“In one street in St. George-in-the-East so crowded are the public-houses that there are 27 licensed houses out of 215 houses.”
And these facilities are intensified by the great number of hours during the day in which licensed houses keep their doors open to all comers.
Parliament has done but little to mitigate this terrible evil. Happily, however, other influences are at work.

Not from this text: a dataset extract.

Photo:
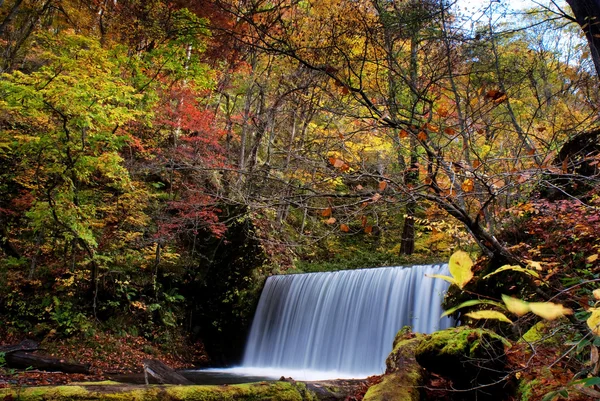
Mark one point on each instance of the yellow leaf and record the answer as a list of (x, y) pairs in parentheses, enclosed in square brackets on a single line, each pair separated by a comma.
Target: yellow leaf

The Royal Commissioners in their Report in 1899 said:—
“Most persons who have studied the question are of opinion that actual drunkenness has materially diminished in all classes of society in the last twenty-five or thirty years. Many causes have contributed to this. The zealous labour of countless workers in the temperance cause counts for much. Education has opened avenues to innumerable studies which interest the rising generation. The taste for reading has multiplied manyfold within a comparatively brief period. The passion for games and athletics, which has been so remarkably stimulated during the past quarter of a century, has served as a powerful rival to ‘boozing,’ which was at one time almost the only excitement open to working men.” And then followed this weighty statement: “Yet it is undeniable that a gigantic evil remains to be remedied, and hardly any sacrifice would be too great which would result in a marked diminution of this national degradation.”
And the Chairman of the Commission (Viscount Peel), the Archbishop of Canterbury, and seven Commissioners in a Minority Report stated that—
“The broad facts remain unchallenged of the prevalence of the evil arising from drink.”
That drink and insanitary housing constitute a vicious circle should by no means deter the most vigorous efforts being continued to improve the conditions of housing and to raise the standard of the public health.
There was widespread testimony through the latter half of the decade that the public health in London was improving. Thus the Medical Officer of Health for the Bow District in Poplar wrote in 1895: “We have only to remember what London used to be, and consolation can be found in the comparison. Epidemics are not so frequent, disease is not so virulent, and those attacked stand greater chances of recovery through better and more skilful treatment.”
And the Medical Officer of Health for Paddington in 1896: “There has been a steady diminution in water-borne disease since efficiently-filtered Thames water has been substituted for the numerous wells and pumps of former days.”